Erdogan submits Paris Climate Agreement to parliament for ratification

Turkish President Recep Tayyip Erdogan has submitted the Paris Climate Agreement to parliament for ratification. The agreement was signed by Turkey back in 2016, but was not put into force due to financial disputes.

Turkish regime leader Recep Tayyip Erdogan has submitted the Paris Agreement on climate change to the parliament in Ankara for ratification. The Environment Ministry did not provide any information on when the agreement might be adopted. However, it is likely to happen before the U.N. Climate Change Conference COP26 in Glasgow, Scotland, in early November. The move is seen as an electoral political move by the Turkish president. The climate justice movement in Turkey has been fighting for ratification of the international treaty for years.

Erdogan had announced accession to the Paris Agreement at the UN General Assembly in New York early last week. Although Turkey had already signed the treaty in April 2016, it had not subsequently ratified it. The background was a dispute over whether the country, despite being classified as a developed country, could claim financial relief in meeting climate targets, which are actually reserved for poorer countries. Erdogan spoke of "injustices," and claimed that "progress" had recently been made.

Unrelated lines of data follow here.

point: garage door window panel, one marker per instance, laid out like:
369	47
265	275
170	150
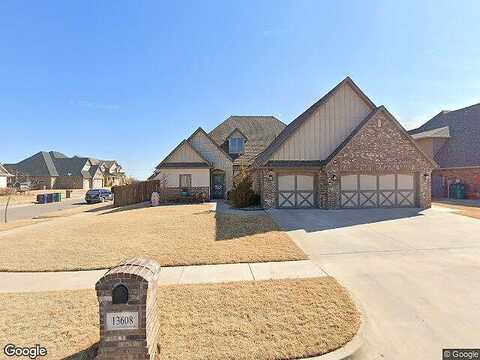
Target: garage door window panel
349	191
368	190
296	191
389	190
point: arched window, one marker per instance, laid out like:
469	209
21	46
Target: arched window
120	294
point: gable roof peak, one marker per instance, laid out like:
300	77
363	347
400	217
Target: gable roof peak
299	120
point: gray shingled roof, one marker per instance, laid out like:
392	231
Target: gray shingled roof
4	171
39	164
260	131
54	163
463	146
299	120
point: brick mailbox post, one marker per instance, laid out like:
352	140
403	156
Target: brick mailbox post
129	318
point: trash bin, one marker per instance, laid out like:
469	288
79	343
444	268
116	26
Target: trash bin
41	199
155	198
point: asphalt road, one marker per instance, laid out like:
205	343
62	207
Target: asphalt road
30	211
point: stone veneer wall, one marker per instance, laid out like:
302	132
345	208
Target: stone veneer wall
379	147
69	182
469	176
268	188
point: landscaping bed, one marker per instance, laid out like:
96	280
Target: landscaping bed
276	319
171	235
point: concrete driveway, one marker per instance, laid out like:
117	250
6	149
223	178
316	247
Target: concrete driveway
415	274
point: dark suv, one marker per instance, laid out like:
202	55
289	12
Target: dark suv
98	195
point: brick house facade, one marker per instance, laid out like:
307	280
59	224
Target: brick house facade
390	168
451	138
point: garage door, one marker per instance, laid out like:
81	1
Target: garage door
295	191
97	183
367	191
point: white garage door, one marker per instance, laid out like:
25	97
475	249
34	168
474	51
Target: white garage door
389	190
97	183
295	191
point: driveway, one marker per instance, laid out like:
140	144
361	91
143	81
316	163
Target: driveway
415	274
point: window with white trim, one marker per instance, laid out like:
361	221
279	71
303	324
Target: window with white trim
185	180
236	146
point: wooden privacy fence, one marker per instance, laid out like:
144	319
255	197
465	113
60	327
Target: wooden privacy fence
142	191
135	193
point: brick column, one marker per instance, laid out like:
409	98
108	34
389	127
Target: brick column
333	190
269	189
425	190
129	318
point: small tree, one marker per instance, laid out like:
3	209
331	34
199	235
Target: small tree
242	194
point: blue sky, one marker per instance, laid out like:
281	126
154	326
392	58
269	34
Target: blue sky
128	80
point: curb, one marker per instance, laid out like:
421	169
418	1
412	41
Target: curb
349	348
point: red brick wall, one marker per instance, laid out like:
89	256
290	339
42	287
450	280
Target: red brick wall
468	176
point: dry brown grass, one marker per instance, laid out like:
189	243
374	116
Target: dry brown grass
172	235
277	319
64	322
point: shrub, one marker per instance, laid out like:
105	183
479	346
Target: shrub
242	194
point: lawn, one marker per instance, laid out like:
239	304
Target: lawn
172	235
276	319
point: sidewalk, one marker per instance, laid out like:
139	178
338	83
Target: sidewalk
74	280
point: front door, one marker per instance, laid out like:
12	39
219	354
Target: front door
218	186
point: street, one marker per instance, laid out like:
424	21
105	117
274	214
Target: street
29	211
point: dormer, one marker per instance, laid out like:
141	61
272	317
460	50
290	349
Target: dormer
236	142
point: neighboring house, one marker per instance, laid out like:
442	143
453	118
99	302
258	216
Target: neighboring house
452	139
4	175
54	170
207	162
342	152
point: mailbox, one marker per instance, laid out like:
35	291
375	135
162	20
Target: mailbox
129	315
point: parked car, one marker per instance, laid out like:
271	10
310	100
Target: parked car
98	195
23	186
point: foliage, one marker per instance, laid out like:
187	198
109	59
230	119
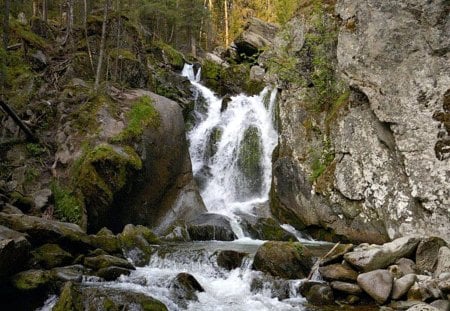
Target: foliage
68	206
141	115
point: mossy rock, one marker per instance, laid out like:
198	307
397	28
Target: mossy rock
78	297
288	260
51	255
136	242
249	163
31	280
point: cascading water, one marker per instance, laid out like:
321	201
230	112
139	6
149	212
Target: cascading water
231	147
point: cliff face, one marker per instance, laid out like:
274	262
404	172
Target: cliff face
388	133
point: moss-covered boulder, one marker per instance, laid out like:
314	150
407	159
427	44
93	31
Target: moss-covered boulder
249	163
138	243
50	255
78	297
289	260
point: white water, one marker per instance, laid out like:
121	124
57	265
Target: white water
224	190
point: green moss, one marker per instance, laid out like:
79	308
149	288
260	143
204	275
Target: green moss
141	115
68	205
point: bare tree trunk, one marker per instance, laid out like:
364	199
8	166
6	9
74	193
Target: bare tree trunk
226	23
102	47
88	45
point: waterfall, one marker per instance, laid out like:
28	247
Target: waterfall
231	148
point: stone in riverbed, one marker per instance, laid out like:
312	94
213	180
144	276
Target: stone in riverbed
289	260
210	226
377	283
402	286
378	257
338	272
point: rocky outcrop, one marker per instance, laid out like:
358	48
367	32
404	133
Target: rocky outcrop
373	165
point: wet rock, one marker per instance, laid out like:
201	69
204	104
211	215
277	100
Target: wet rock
112	272
256	36
317	293
184	288
31	280
338	272
401	286
427	253
78	297
104	261
50	255
377	283
422	307
43	231
107	241
230	259
211	227
265	229
289	260
348	288
376	257
14	251
137	242
443	261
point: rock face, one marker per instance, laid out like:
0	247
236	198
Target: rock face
397	55
388	135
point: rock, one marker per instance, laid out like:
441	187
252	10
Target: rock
107	241
50	255
105	261
443	261
183	288
402	286
31	280
377	283
14	251
43	231
317	293
337	254
427	254
78	297
265	229
70	273
348	288
376	257
406	266
338	272
289	260
137	242
230	259
211	227
112	272
256	36
422	307
442	305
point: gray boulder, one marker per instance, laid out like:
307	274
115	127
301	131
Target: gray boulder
211	227
377	257
427	253
378	284
402	286
338	272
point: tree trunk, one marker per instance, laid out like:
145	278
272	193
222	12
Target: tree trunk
102	47
225	4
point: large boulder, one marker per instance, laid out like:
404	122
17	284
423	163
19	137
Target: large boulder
78	297
210	226
289	260
256	36
378	257
377	283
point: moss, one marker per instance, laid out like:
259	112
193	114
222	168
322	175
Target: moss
141	115
68	204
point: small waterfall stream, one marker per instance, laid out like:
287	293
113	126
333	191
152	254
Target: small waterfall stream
231	148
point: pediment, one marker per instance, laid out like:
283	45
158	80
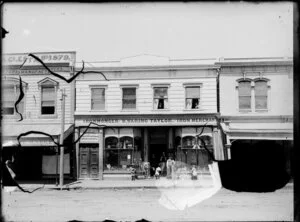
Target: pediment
145	60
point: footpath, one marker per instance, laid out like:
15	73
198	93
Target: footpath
150	183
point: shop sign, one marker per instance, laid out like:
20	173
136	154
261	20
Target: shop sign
153	121
91	136
18	59
8	71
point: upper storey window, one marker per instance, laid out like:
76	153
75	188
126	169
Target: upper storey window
261	95
253	95
48	89
11	93
160	97
244	95
129	98
192	95
97	98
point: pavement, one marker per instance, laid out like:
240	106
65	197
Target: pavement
149	183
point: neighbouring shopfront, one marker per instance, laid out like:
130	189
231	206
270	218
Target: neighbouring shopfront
38	156
128	141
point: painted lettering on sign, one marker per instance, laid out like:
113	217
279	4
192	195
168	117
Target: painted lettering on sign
19	59
146	121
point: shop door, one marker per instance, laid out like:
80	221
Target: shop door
89	162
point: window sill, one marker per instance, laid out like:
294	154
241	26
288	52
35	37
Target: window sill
96	111
164	110
130	110
48	116
189	110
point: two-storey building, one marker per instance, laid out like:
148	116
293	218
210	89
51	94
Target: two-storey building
148	106
41	111
256	108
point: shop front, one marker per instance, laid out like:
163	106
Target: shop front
38	156
125	141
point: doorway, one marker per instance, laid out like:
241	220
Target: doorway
158	144
89	161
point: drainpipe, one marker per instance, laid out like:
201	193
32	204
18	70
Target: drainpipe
218	90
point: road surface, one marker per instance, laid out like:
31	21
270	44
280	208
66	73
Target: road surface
135	204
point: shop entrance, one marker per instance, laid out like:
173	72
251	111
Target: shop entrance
89	161
158	145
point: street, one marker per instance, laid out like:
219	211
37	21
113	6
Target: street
135	204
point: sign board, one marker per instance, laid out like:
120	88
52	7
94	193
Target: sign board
195	120
46	57
91	135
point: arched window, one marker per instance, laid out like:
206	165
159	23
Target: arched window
261	95
244	89
11	93
48	88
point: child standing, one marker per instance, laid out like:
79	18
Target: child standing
157	172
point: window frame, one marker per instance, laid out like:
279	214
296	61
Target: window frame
268	94
167	86
14	82
105	97
55	84
192	85
252	93
122	87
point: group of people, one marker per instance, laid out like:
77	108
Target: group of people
166	167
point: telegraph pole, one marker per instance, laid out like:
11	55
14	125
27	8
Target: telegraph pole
61	170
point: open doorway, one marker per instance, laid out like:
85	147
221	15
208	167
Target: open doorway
158	145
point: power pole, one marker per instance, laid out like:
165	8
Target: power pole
61	170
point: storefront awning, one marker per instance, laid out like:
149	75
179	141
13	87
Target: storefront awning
10	132
259	131
193	131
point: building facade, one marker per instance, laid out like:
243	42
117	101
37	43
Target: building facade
148	106
256	109
41	111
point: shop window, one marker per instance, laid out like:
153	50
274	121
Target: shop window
11	92
160	98
129	98
192	97
97	98
111	142
188	142
261	95
244	90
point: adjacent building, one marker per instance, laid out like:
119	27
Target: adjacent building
256	109
41	110
149	105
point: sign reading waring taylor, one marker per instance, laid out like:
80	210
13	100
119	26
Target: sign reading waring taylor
91	135
46	57
147	121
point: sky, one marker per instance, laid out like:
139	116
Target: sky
178	30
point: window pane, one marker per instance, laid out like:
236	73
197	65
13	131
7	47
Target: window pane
160	92
245	102
244	88
98	99
261	102
9	93
48	103
48	93
129	98
192	92
261	88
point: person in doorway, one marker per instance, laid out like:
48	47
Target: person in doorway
173	175
163	160
194	173
157	172
169	163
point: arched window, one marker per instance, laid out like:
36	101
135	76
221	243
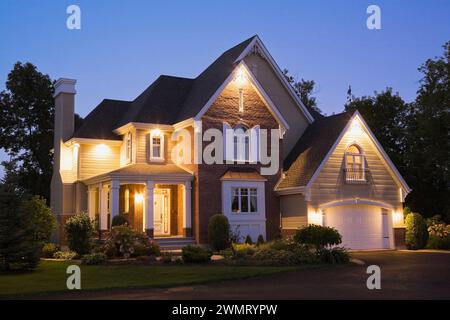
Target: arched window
354	164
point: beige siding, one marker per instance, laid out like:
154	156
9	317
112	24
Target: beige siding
143	146
293	211
93	162
330	184
281	98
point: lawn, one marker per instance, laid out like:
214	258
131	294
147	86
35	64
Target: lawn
51	276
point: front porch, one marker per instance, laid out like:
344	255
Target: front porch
158	206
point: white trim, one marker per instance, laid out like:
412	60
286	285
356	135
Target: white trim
142	126
75	140
258	88
354	201
384	154
290	190
278	72
393	170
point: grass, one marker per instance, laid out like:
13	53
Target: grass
50	277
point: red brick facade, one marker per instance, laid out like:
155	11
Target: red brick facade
207	184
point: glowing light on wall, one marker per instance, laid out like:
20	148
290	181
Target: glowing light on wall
397	218
240	77
315	217
102	149
355	127
138	198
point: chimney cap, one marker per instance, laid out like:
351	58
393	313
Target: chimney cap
65	85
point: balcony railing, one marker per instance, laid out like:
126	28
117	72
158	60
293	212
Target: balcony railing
356	176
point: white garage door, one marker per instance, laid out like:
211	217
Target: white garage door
361	226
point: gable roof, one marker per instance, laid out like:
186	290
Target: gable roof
168	99
100	122
207	83
310	150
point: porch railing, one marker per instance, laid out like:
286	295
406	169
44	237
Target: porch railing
356	176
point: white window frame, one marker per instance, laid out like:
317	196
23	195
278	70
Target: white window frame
129	147
161	153
353	164
239	197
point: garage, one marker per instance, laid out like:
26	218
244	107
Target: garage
361	226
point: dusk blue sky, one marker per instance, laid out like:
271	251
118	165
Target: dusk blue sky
124	45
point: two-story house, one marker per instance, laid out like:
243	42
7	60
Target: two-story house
124	159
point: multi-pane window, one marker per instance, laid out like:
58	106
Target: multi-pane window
354	164
244	200
128	147
156	146
241	144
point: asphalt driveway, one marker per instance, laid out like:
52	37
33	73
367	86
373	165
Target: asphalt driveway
404	275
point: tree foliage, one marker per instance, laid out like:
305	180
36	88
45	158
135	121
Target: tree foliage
26	127
304	89
416	135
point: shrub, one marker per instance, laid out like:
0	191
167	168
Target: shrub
318	236
416	231
49	249
79	231
335	255
260	240
195	254
243	250
93	258
219	232
65	255
435	242
126	242
120	220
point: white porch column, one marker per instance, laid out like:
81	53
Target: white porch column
91	202
103	203
187	206
114	199
149	201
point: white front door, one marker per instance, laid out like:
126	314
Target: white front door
161	212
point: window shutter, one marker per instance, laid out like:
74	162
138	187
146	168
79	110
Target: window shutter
228	150
254	145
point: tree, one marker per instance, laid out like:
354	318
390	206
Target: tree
428	150
18	248
386	115
40	216
26	127
304	89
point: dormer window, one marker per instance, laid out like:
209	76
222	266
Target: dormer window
156	146
354	165
128	147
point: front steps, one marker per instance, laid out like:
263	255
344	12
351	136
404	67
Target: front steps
174	243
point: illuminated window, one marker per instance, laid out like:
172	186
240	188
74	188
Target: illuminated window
156	146
244	200
128	147
127	201
241	144
354	164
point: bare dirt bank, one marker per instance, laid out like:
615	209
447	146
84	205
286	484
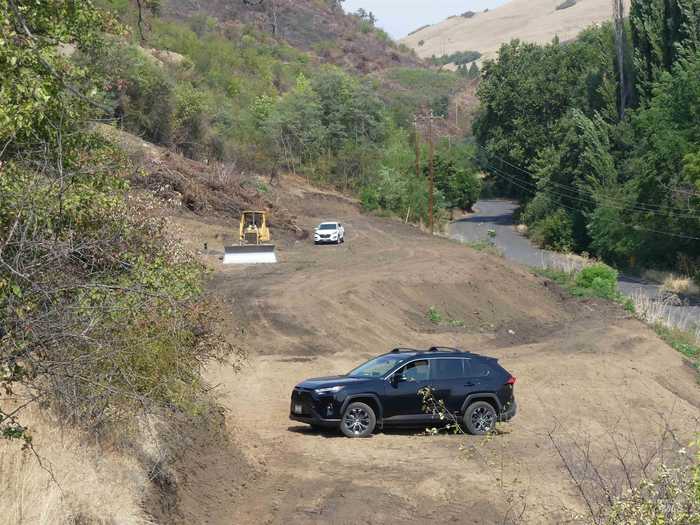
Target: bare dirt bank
585	371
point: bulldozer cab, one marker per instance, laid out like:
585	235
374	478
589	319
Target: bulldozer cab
253	219
254	245
253	229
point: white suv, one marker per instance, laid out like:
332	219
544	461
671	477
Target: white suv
329	232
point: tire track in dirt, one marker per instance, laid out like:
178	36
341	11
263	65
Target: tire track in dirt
583	368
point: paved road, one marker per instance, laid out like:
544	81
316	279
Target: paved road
497	214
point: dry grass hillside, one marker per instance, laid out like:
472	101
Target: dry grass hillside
536	21
310	25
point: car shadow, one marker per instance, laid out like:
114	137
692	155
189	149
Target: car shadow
331	433
505	219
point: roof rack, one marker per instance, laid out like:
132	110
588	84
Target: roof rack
446	349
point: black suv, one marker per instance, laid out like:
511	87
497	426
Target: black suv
384	392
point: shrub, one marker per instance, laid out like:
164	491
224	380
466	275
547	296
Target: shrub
434	315
599	280
555	232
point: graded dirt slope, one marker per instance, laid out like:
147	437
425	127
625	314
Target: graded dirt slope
587	373
535	21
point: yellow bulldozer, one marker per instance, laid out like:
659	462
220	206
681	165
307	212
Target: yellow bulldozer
254	241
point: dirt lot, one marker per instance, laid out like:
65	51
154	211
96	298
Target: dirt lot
586	373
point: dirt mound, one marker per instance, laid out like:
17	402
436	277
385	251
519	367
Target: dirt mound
587	374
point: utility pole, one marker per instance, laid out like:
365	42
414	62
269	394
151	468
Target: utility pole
430	117
619	26
415	125
431	170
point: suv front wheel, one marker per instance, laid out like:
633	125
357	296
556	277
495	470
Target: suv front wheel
480	418
358	420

At the 2015 Paris Climate Agreement, the international community agreed to limit global warming to 1.5 degrees compared to the pre-industrial era, if possible. However, a recently published UN report sees the earth on the dangerous path of 2.7 degrees of warming without a radical change in course. Turkey is among the few signatories that have not yet ratified the agreement. The agreement has also not been ratified by Eritrea, Iran, Iraq, Libya and Yemen.